Interest Rate Swap, Cap/ Floor, Cross Currency Swap, Swaption, Inflation Swap, Callable Swap - key risks and features
The above products allow clients to reduce risks and exposures created by movements in interest rates, FX or inflation and are generally linked to financing arrangements such as loans or bonds. These products are generally used to manage cash flow or fair value volatility and reduce risks presented by interest rate or inflation fluctuations.
Key risks and features
- Market risk can materialise for a variety of different reasons and may have a significant impact on valuation of a particular instrument or more broadly on the operation of financial markets as a whole.
- Hedging instruments are typically used to reduce market risks however there is the potential for clients to realise hedge ineffectiveness or opportunity costs as a result of changing market prices or market operation. For example, with hindsight, it may be that a derivative user may have been better off by leaving an exposure unhedged.

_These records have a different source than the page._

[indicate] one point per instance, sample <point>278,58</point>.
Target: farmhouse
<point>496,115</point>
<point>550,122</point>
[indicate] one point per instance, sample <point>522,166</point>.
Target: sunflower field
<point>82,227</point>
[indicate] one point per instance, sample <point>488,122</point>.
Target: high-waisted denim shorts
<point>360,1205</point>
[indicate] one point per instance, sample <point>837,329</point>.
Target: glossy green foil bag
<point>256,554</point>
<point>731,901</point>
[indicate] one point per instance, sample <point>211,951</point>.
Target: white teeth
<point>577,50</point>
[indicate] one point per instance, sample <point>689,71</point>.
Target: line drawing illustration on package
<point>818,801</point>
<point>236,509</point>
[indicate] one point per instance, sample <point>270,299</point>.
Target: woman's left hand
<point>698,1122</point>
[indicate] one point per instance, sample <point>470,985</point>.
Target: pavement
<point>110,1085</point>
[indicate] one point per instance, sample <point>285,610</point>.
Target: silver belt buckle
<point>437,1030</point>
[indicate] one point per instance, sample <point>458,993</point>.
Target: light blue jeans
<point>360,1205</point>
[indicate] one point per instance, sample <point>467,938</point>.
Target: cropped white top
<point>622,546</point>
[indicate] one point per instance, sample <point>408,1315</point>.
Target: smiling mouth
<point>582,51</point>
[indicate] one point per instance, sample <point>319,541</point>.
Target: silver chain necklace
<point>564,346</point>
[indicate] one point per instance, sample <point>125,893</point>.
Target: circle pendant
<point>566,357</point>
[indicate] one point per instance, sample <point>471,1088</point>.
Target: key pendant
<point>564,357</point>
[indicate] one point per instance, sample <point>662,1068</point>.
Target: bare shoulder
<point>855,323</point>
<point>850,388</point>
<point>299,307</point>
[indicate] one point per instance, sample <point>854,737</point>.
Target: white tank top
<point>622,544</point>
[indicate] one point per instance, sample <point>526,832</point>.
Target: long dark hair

- By entering into a bilateral contract a client is taking on a credit risk to Investec Bank plc. In the event that Investec should default onits obligations or become insolvent a client may not receive back the full value of their transactions.
- In more volatile market conditions clients may be subject to wider spreads with regards to pricing i.e. with respect to the spread they achieved when entering into a transaction.
- For transactions which are collateralised, increases in volatility could result in larger or more frequent collateral payments than a client may be used to.
- Changes in volatility will have an impact on the mark to market of a derivative contract.
- Different interest rate and inflation instruments exhibit different liquidity risks which depend on, inter alia, trade tenor, trade currency, the underlying indices being referenced, trade size and time of day.
- In markets or products with less liquidity clients may be subject to a wider spread with regards to pricing.
- FX risk and currency basis risk is typically only applicable with regards to the Cross Currency Swap valuation albeit there can be occasions where the currency of collateral being posted under any collateralised trading line will impact trade valuation.
- Currency swap valuation requires observation of several market parameters and given that these trades often involve long-term exchange of notional amounts in different currencies, these trades can carry significant market and credit risks.
- Concentration risk is not applicable to these products.
- Investec may take and /or hold positions that conflict with those of our clients.
- Conflicts arising from Investec’s business model, such as the one noted above, are managed through internal controls and process and is detailed in the Conflicts of Interest policy which can be found on the website.
- In most major currencies, Interest Rate markets are relatively transparent with live market pricing available via various sources and advisors.
- Where markets are less transparent, for example with infrequently traded inflation indices, it can be challenging to form an assessment of a contract’s fair value.
- Investec may, from time to time, request that a client posts collateral against a trading position, subject to the specific arrangements agreed between Investec and client. These funds are required in order to protect Investec from losses should a client default on their obligations or become insolvent.
- Collateral held for MiFID Professional clients will be held in a margin account under a Title Transfer Collateral Arrangement (“TTCA”). A TTCA is a legal arrangement that gives Investec ownership of the client's margin funds whilst they are in possession of the Bank. Investec can therefore utilise these funds as required for liquidity or investment purposes as is deemed necessary.
- A client that has funds held by Investec as collateral is also exposed to the credit risk outlined above.
- Derivative products can carry contingent liabilities. For example, with finance-linked transactions, it may be that a client is legally required to terminate hedges ahead of scheduled maturity.
- These products rarely have explicit exit fees that are payable above and beyond a client’s contractual close-out price/obligations should they wish to close a position early, however there may be costs involved in this process depending upon market conditions at the time the client wishes to exit. A client may not be able to redeem full original value of the contract.
- A client's ability to exit early will also be dependent upon the liquidity of the market at the time, should a market be illiquid at the point of early exit then the exit costs are likely to be more significant.
- Where hedges mature in line with their original contract term, then no additional hedge related costs are typically payable provided the client satisfies their contractual obligations.
- Net sold optionality creates a gearing effect on both risks and returns.
Interest Rate Risk
- All products listed above are exposed to an element of interest rate risk as future expected cash flows are typically discounted at relevant prevailing market interest rates in order to ascertain the fair value of the instrument. Where instruments are used to reduce exposure to interest rates, be that floating interest rates payable under a loan, or the fair value of debt obligations issued in form of a fixed rate bond given that these trades are often long term in nature they can carry significant market and credit risks.